WHO Director-General Dr Tedros Adhanom Ghebreyesus expressed deep concern as the reported cases rose, saying: “I determine that the epidemic constitutes a public health emergency of international concern”.
But he added that the threat “does not meet the criteria of pandemic emergency”.
As things stand, the Geneva-based WHO has declared its second-highest level of alert - a pandemic being the highest - with the global health body warning the scale of the current outbreak remained unclear.
In a statement the WHO said: “There are significant uncertainties to the true number of infected persons and geographic spread”.
Medical aid group Doctors Without Borders (MSF) said it was preparing a “large-scale response”, calling the rapid spread of the outbreak “extremely concerning”.
DRC’s Health Minister Samuel-Roger Kamba said the Bundibugyo strain - first identified in 2007 - causing the outbreak had “a very high fatality rate, which can reach 50%”.
Uganda announced the postponement of the Martyrs’ Day pilgrimage, an annual Christian festival that normally draws thousands of worshippers from across the border in eastern Congo.
Vaccines are only available for the Zaire strain, which was identified in 1976 and has a higher fatality rate of 60%-90%.
Patient zero is reported as being a nurse who reported to a health facility in Ituri’s provincial capital Bunia on April 24, with symptoms suggesting Ebola.
Symptoms of the disease include fever, haemorrhaging and vomiting.
Large-scale transport of medical equipment is a challenge in the DRC, a country of more than 100 million people with poor communications infrastructure.
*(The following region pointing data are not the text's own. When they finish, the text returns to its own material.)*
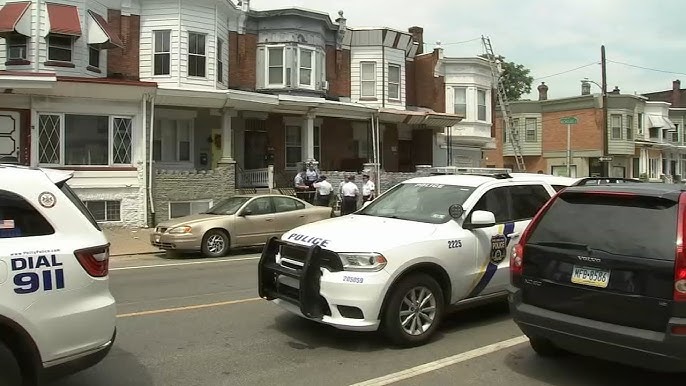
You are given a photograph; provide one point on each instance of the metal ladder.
(510, 130)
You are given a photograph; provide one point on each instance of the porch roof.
(417, 117)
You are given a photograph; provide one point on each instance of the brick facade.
(242, 61)
(124, 62)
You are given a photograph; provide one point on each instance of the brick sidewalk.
(132, 241)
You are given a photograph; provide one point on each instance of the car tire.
(400, 317)
(215, 243)
(11, 372)
(545, 348)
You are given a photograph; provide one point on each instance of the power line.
(568, 71)
(646, 68)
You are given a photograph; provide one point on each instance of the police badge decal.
(498, 248)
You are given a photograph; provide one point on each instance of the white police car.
(398, 263)
(57, 315)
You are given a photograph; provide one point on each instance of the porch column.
(308, 139)
(227, 138)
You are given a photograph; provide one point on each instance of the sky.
(550, 37)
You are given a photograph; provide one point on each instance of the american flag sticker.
(6, 224)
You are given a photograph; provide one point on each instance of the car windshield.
(228, 206)
(421, 202)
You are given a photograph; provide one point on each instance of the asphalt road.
(188, 321)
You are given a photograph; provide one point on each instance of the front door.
(9, 137)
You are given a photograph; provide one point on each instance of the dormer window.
(275, 63)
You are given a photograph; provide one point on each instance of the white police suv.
(399, 262)
(57, 315)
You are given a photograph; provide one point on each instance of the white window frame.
(267, 54)
(372, 80)
(313, 53)
(177, 146)
(155, 53)
(220, 62)
(400, 78)
(190, 204)
(110, 140)
(70, 48)
(485, 105)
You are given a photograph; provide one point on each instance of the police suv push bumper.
(310, 281)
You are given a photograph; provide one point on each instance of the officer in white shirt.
(349, 191)
(367, 189)
(324, 190)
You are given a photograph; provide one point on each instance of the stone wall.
(190, 185)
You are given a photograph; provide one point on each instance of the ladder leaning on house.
(509, 128)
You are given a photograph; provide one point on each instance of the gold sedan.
(238, 221)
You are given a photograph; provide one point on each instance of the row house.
(161, 109)
(643, 142)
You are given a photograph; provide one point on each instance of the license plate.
(593, 277)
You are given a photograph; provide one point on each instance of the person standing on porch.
(349, 191)
(367, 188)
(324, 190)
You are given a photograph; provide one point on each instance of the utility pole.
(605, 165)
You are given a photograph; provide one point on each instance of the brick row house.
(162, 109)
(643, 141)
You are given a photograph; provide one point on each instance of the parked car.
(239, 221)
(57, 315)
(601, 271)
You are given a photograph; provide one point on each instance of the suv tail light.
(680, 258)
(95, 261)
(517, 255)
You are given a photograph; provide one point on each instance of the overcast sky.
(546, 36)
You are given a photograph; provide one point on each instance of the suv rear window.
(619, 224)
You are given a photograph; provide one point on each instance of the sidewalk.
(132, 241)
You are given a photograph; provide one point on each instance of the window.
(17, 47)
(173, 140)
(84, 140)
(187, 208)
(162, 49)
(220, 60)
(481, 103)
(287, 204)
(275, 63)
(531, 129)
(59, 48)
(103, 211)
(306, 65)
(196, 54)
(93, 57)
(393, 82)
(527, 200)
(460, 103)
(616, 123)
(18, 218)
(629, 127)
(368, 80)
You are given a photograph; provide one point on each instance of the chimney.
(418, 36)
(542, 92)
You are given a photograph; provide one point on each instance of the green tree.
(516, 78)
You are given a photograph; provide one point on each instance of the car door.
(492, 256)
(255, 222)
(290, 213)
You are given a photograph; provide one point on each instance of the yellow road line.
(187, 308)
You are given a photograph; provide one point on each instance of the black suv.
(601, 271)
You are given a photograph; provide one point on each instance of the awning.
(14, 18)
(63, 20)
(100, 33)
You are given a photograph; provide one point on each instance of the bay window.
(84, 140)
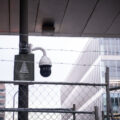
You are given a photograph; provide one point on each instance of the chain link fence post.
(96, 113)
(107, 93)
(74, 109)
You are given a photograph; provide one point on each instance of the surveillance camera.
(45, 66)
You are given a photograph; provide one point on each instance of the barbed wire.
(64, 50)
(58, 63)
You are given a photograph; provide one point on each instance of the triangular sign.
(24, 68)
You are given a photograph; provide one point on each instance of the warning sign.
(24, 67)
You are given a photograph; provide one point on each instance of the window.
(2, 90)
(114, 66)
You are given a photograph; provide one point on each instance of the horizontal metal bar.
(51, 83)
(114, 88)
(112, 116)
(50, 110)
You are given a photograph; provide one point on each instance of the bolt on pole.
(74, 109)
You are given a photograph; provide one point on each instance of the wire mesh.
(54, 100)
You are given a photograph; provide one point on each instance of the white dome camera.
(45, 66)
(45, 63)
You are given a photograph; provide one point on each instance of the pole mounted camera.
(45, 63)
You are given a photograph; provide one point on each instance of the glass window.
(1, 118)
(114, 67)
(110, 46)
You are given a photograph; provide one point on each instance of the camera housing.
(45, 66)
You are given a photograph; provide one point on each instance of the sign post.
(24, 67)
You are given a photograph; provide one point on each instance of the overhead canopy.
(90, 18)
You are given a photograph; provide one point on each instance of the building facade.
(97, 54)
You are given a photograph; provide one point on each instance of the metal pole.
(102, 115)
(23, 49)
(96, 113)
(74, 109)
(107, 92)
(14, 103)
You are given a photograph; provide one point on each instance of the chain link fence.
(53, 101)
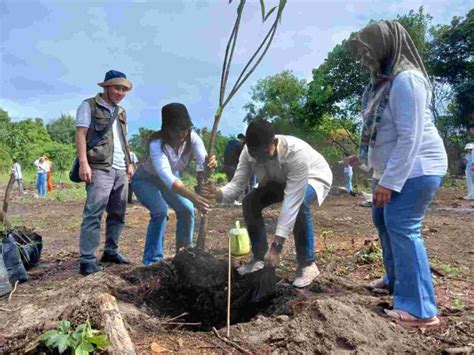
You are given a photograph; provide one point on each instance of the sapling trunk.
(244, 75)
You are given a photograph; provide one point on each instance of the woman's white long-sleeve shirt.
(41, 167)
(168, 164)
(407, 144)
(297, 164)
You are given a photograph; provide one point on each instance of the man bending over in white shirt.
(290, 171)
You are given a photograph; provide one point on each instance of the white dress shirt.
(407, 144)
(170, 164)
(297, 164)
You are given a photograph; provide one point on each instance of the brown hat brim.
(117, 81)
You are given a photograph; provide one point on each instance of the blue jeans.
(41, 184)
(269, 194)
(155, 196)
(405, 259)
(348, 180)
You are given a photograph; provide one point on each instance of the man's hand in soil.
(130, 172)
(381, 196)
(272, 257)
(210, 191)
(352, 160)
(211, 162)
(202, 204)
(85, 172)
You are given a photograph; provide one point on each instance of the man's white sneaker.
(305, 275)
(252, 266)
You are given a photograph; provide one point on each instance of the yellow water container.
(239, 240)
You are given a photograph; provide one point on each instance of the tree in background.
(28, 139)
(278, 97)
(63, 129)
(329, 105)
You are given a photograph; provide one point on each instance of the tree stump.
(114, 327)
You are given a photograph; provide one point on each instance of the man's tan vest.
(101, 156)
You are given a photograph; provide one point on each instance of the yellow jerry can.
(239, 240)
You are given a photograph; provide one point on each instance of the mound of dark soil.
(198, 286)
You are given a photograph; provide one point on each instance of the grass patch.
(449, 270)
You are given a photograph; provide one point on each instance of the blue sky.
(54, 52)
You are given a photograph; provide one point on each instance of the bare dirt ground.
(335, 314)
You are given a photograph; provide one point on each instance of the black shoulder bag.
(74, 173)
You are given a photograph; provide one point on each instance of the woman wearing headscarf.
(42, 168)
(49, 172)
(157, 183)
(402, 145)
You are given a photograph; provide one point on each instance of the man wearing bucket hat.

A medical worker puts on her protection gear ahead of entering an Ebola treatment centre during a previous Ebola outbreak in 2018. Photo / John Wessels, AFP
It is the 17th Ebola outbreak to hit Congo, and officials warned of a high risk of spread. With the outbreak largely concentrated in difficult-to-access areas few samples have been lab tested.
But the WHO said the high positivity rate of initial samples, the confirmation of cases in two countries, and the increasing reports of suspected cases “all point towards a potentially much larger outbreak than what is currently being detected and reported, with significant local and regional risk of spread”.
The previous outbreak of Ebola was last August in the region, with at least 34 people dying before it was declared eradicated in December.
The disease, over the past 50 years, has killed around 15,000 people in Africa, despite advances in vaccines and treatment.
Nearly 2300 people died in the deadliest outbreak in the DRC between 2018 and 2020.
Ebola, believed to have originated in bats, can cause severe bleeding and organ failure.
Outbreaks over the past half a century have seen a mortality rate among those affected of between 25% and 90%, according to WHO.
The virus spreads from person to person through bodily fluids or exposure to the blood of an infected persons, who become contagious only once they display symptoms. The incubation period can last up to 21 days.